The gentry of the neighbourhood as well as the country folk for miles around come flocking to the annual hiring of farm lads and lasses, which is the main business of the Fair. Thoughts of profit and the chance of making a good bargain fill the heads of the older generation. But the youths and maidens come, eager-eyed, looking for romance. At the Fair they seek to guess what Fate may hold in store for them during the long months of labour that will follow hard on their few hours of jollification.

'All manner of finery was to be had' at the Fair; 'there were morris and rapier dances, wrestling and love-making going on,' and plenty of hard drinking too. 'The Fair at Sedbergh' was the emphatic destination of many a prosperous farmer and labourer on a Whitsun Wednesday morning; but it was 'Sebba Fair' he cursed thickly under his breath as he reeled home at night.

In truth seventeenth-century Sedbergh was a busy place, not only in Fair week, but at other times too, with its stately old church and its grammar school; to say nothing of the fact that, in these days of Oliver's Protectorate, it boasted no less than forty-eight different religious sects among its few hundred inhabitants. Only the sad-eyed Seekers, coming down in little groups from their scattered hamlets, exchanged sorrowful greetings as they met one another amid all the riot and hubbub of the Fair; for they had tried the forty-eight sects in turn for the nourishment their souls needed, and had tried them all in vain.

Until this miraculous Whitsuntide of June 1652, when, suddenly, in a moment, everything was changed.

The little groups of Seekers stood still and looked at one another in astonishment as they came out from the shadow of the narrow street of grey stone houses into the open square in the centre of the town. For there, opposite the market cross and under the spreading boughs of a gigantic yew-tree, they saw a young man standing on a bench, and preaching as they had never heard anyone preach before. Behind him rose the massive square tower, and the long row of clerestory windows that were, then as now, the glory of Sedbergh Church. The tall green grass of the churchyard was already trampled down by the feet of hundreds of spell-bound listeners.
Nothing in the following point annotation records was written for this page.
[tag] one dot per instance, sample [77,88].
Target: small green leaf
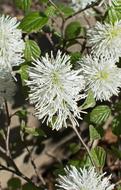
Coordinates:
[89,102]
[22,114]
[94,134]
[33,22]
[32,50]
[72,30]
[116,125]
[67,11]
[23,4]
[100,114]
[28,186]
[23,71]
[98,155]
[50,11]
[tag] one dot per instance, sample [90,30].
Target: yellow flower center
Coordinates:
[115,32]
[102,75]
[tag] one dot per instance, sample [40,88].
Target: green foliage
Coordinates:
[100,114]
[75,56]
[116,125]
[23,4]
[33,22]
[72,30]
[94,133]
[114,13]
[50,11]
[32,50]
[66,10]
[29,187]
[33,131]
[23,71]
[99,155]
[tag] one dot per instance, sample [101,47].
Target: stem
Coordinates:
[82,10]
[8,129]
[18,173]
[35,168]
[85,146]
[54,5]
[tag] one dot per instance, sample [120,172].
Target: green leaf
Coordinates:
[22,114]
[29,187]
[32,50]
[14,183]
[90,101]
[33,22]
[98,155]
[67,11]
[33,131]
[72,30]
[50,11]
[116,125]
[94,134]
[100,114]
[23,4]
[23,71]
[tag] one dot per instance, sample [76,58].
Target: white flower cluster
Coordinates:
[106,39]
[83,179]
[11,43]
[54,89]
[81,4]
[102,76]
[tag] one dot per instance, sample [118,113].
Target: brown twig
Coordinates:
[18,173]
[85,146]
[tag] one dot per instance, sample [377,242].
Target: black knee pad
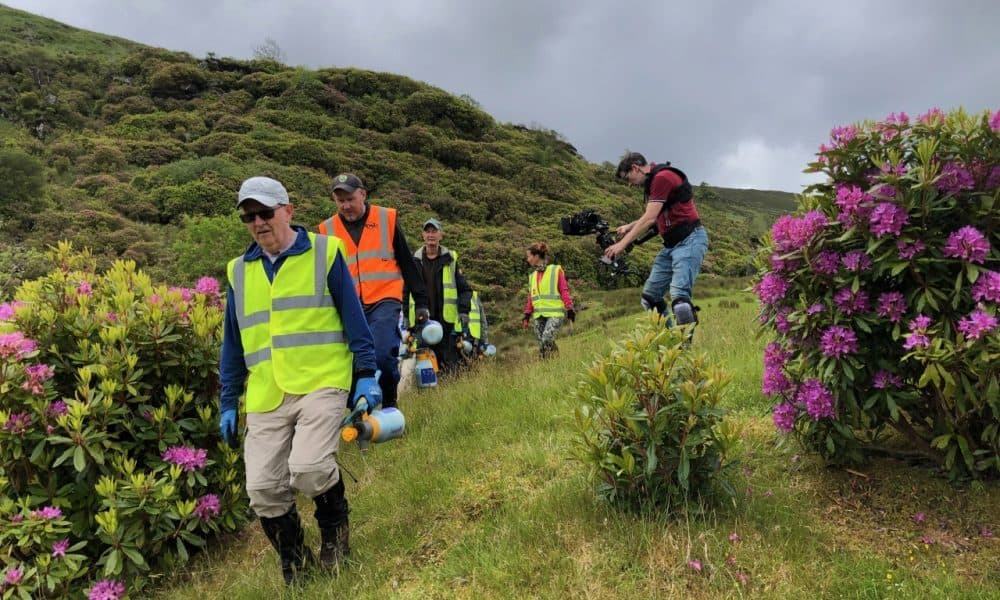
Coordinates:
[684,312]
[649,303]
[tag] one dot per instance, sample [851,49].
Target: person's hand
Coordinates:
[614,250]
[227,426]
[368,389]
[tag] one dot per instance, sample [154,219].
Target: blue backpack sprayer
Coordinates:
[381,425]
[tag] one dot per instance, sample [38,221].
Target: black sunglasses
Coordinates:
[264,214]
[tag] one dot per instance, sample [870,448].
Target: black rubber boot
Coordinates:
[331,516]
[286,535]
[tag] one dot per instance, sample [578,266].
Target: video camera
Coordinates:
[586,223]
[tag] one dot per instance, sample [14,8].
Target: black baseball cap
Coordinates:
[347,182]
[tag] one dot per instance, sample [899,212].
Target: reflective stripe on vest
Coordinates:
[372,262]
[476,317]
[545,298]
[293,336]
[449,299]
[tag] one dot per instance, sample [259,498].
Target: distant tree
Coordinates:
[23,178]
[269,50]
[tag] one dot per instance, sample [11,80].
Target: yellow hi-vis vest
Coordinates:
[449,309]
[545,298]
[293,336]
[476,317]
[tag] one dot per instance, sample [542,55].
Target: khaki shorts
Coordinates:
[293,449]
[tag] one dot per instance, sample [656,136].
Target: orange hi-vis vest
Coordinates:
[372,262]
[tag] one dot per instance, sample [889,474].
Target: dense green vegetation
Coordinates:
[136,151]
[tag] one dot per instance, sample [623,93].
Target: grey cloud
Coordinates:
[709,85]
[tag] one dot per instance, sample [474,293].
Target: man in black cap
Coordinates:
[449,295]
[380,263]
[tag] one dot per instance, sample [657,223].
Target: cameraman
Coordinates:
[670,205]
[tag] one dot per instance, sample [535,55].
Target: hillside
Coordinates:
[137,152]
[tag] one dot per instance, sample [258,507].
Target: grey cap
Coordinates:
[347,182]
[265,190]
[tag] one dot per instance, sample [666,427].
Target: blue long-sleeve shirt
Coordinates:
[232,367]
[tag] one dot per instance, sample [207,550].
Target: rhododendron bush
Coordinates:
[883,292]
[111,465]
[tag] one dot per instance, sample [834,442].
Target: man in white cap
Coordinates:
[294,340]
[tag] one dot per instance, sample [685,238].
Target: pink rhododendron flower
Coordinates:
[838,341]
[968,244]
[856,260]
[774,381]
[191,459]
[955,178]
[826,262]
[917,338]
[987,287]
[842,135]
[14,576]
[47,513]
[107,589]
[817,399]
[855,204]
[784,417]
[908,251]
[850,302]
[976,324]
[891,305]
[208,286]
[793,233]
[208,506]
[887,218]
[772,288]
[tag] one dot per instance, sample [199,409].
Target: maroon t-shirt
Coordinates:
[665,182]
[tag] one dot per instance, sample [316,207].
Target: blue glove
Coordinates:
[368,389]
[227,427]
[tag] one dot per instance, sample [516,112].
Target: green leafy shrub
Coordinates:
[178,80]
[23,178]
[650,428]
[112,465]
[884,295]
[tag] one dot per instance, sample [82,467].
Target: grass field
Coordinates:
[482,499]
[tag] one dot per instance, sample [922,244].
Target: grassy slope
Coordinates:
[129,155]
[481,500]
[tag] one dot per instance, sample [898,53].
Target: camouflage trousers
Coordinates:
[546,329]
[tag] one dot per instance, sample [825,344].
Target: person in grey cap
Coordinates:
[380,262]
[295,345]
[449,295]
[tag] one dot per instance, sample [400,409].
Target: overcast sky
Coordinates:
[738,94]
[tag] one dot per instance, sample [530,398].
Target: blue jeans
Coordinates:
[383,320]
[676,268]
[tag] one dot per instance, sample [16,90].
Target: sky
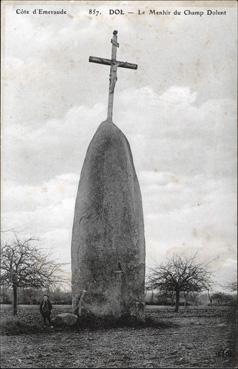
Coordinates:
[178,111]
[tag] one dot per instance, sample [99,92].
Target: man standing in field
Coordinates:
[45,309]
Who was this unexpected Stranger who dared to interrupt even the noisy business of the Fair with the earnestness and insistence of his appeal? He was a young and handsome man, with regular features and hair that hung in short curls under his hat-brim, contrary to the Puritan fashion; big-boned in body, and of a commanding presence. The boys of the grammar school, determined to make the most of their holiday, thought it good sport at first to mock at the Stranger's garb. As he stood there, lifted up above them on the rough bench, they could see every detail of the queer leather breeches that he wore underneath his long coat. His girdle with its alchemy buttons showed off grandly too, while the fine linen bands he wore at his neck gleamed out with dazzling whiteness against the dark branches of Sedbergh's majestic old yew-tree.

The preacher's words and tones and his piercing eyes quickly overawed his audience, and made them forget his outlandish appearance. Even the boys could understand what he was saying, for he seemed to be speaking to each one of them, as much as to any of the grown-up people. And what was this he was telling them? With outstretched hand he pointed upwards, insisting that that church, the beautiful building, the pride of Sedbergh, was not a church at all. It was only a steeple-house; they themselves were the true church, their own souls and bodies were the temples chosen by the Spirit of God for His habitation. No wonder the schoolboys, and many older people too, became awed and silent at the bare idea of such a Guest. None of the eight-and-forty sects of Sedbergh town had ever heard doctrine like this before. Possibly there might not have been eight-and-forty of them if they had.

Once during the discourse a Captain got up and interrupted the Stranger: 'Why do you preach out here under the yew-tree? Why do you not go inside the church and preach there?'

'But,' says George Fox, 'I said unto him that I denied their church.

'Then stood up Francis Howgill, a separate preacher, that had not seen me before, and so he began to dispute with the Captain, but he held his peace. Then said Francis Howgill, "This man speaks with authority, and not as the Scribes."